I was at the lowest ebb, ever. My parents died. My family fractured along fault lines based on ancient grudges and current gripes. I had just arrived back in Manhattan and could barely drag myself along the street. I would never again (I was sure of it) have confidence, energy, hope, or even the ability to get out of bed in the morning.
On a mysterious and dusty bit of Broadway sidewalk, on one of those ubiquitous tables of books that sprout even in snowstorms, my eye was caught by a bright red cover. The title was Self Hypnosis, the Complete Manual for Health and Self-Change, and the authors are Brian M. Alman and Peter Lambrou, both PhDs.
“I’ll give it to you for five,” the bookseller said.
“Do you really need that?” my husband asked, the obligatory husband question.
“Yes,” I said, and the man placed the book into my hands.
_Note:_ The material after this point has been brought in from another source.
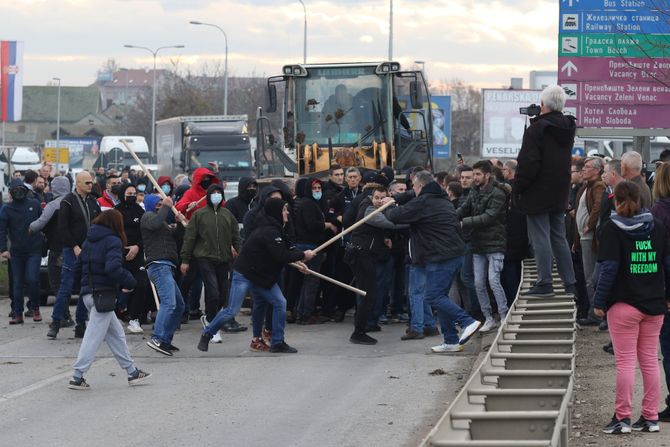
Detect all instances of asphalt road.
[0,299,481,447]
In the year since, I’ve read and re-read the book daily, trying out every exercise, and then starting over. I learned to shut out the sirens and cabs of Broadway, the cell phone conversations of neighbors, and even, just slightly, to relax on a dentist’s chair. Eventually, as the authors suggest, I wrote goals and dreams.
The authors never tell you what to do. They claim the subconscious or inner self doesn’t like being bossed around.
Once, in the Victorian seaport of Port Townsend, Washington, I heard about a workshop. I figured the people who attended would be alternative types, with frizzy partly-gray hair, if women, and hair tied in a pony-tail, if men. Instead, the men were wearing neat khakis and sport shirts. The women wore what conservative women in Port Townsend wear, and their hair was not particularly frizzy. Maybe they smoothed it with what I've learned in Manhattan to call product.
As in: "Your hair is frizzy, Kirie. You need to buy some product."
The most conservative-looking couple of them all led us in the rudiments of something called qigong. They talked about healing energy, pronounced “chi.” None of it involved much talking, and we did not socialize after the group. The couple had studied with Luke Chan, and his book, 101 Miracles of Natural Healing, was available for sale. For several months, on into summer, half a dozen of us continued to meet.